Kein Revolutionär, aber ein guter Komponist

Der junge Mann war intelligent, schnell, ernst. „Kein Revolutionär“, betont sein Freund Berislav Sipus, Komponist und Kultur-Vizeminister. „Seine Kompositionen schöpften zwar aus verschiedenen Welten, waren aber relativ klassisch. Aber immer gelungen und genau. Ich fragte mich vor allem, wie er das alles auf einmal machte.“

Im Laufe der 1980er Jahre schrieb er nicht nur rund 20 Werke, sondern promovierte in Jura, begann zu unterrichten und wurde Vorsitzender des Komponistenverbands. Ein wesentlicher Posten, als 1991 im ehemaligen Jugoslawien der Krieg ausbrach. In Zagreb wie in Belgrad begrüßte jeder seine Rolle als Vermittler. „Das Geld für die kroatischen Urheberrechte zurückzubekommen, das in Belgrad festsaß, und eine legale Lösung zu finden, mit der alle einverstanden waren, das war eine echte Leistung“, erzählt Berislav Sipus weiter.

Gleich anschließend setzte er sich in Den Haag als kroatischer Vertreter beim Internationalen Strafgerichtshof ein und verfolgte gleichzeitig seine doppelte Laufbahn an der Universität. In den 2000er Jahren übernahm er dazu noch die Leitung der renommierten Biennale für zeitgenössische Musik in Zagreb und fing bei der Sozialdemokratischen Parteioffiziellmit der Politik an.

2003 wurde er zum Abgeordneten gewählt und 2009 als Kandidat der Partei für die Präsidentschaftswahl aufgestellt. Sein Mangel an Ausstrahlung wurde bespöttelt. „Die Leute hatten die korrupten Schmierenkomödianten satt“, wettert Niksa Gligo, ein anderer Komponist und langjähriger Freund. „Er wirkte beruhigend.“ Unterstützt wurde er von der Zivilgesellschaft und von unzähligen Künstlern, und seine Kampagne gegen die Korruption und für die regionale Aussöhnung traf genau ins Schwarze. Im Januar 2010 wurde er mit 60 Prozent der Stimmen gewählt. Fast drei Jahre später ist er immer noch der beliebteste Politiker des Landes.

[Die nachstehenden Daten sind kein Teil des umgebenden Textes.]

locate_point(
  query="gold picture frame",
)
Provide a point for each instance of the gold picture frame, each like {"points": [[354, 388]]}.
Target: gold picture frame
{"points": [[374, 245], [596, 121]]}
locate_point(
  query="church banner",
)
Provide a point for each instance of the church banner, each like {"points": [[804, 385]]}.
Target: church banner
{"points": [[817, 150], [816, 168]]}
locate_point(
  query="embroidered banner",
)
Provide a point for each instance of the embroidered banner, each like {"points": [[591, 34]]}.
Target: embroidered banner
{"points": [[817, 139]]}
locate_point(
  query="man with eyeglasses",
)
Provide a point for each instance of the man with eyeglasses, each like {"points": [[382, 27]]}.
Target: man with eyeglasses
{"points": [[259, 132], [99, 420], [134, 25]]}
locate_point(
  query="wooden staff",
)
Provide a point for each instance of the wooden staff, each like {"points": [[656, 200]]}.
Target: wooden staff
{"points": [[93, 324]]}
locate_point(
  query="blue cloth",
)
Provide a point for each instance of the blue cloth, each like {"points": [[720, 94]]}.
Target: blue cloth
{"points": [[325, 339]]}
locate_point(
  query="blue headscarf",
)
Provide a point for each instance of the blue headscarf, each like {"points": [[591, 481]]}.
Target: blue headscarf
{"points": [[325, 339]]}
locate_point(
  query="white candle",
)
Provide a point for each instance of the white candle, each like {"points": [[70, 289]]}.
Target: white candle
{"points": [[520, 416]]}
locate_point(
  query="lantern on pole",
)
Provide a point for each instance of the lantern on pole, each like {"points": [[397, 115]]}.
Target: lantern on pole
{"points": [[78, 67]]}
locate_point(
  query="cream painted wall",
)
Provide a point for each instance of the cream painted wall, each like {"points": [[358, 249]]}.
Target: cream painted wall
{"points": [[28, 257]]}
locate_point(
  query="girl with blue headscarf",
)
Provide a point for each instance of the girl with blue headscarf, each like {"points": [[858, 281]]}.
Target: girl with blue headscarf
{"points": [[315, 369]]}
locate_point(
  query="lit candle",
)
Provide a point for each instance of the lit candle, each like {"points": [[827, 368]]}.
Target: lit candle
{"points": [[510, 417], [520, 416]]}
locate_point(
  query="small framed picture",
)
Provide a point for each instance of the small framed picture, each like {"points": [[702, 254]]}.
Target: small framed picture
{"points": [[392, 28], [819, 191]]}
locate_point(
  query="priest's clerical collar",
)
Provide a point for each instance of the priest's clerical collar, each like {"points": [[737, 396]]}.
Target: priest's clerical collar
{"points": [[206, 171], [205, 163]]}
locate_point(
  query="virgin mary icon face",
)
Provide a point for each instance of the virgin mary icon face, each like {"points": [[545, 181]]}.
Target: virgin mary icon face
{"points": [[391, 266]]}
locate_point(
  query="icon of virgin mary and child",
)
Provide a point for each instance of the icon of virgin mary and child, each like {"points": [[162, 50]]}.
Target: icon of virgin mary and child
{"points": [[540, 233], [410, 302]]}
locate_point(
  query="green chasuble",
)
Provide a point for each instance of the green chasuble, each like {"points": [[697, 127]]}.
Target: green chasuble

Der Mann für die Harmonie im Land

Was ist bei dem Mann, der da oben in seinem Präsidentenpalast sitzt, noch vom Komponisten übriggeblieben? Vielleicht die Überzeugung, „dass die Kultur uns bei der Bewältigung der Krise helfen kann“ und dass sie „im Kern des europäischen Projekts stehen muss“. Das Bemühen also, das Budget für die Künste auch in Zeiten der Rezessionso weit wie möglich zu erhalten. Und dieser unbeugsame Wille, die „Harmonie“ des Landes zu bewahren.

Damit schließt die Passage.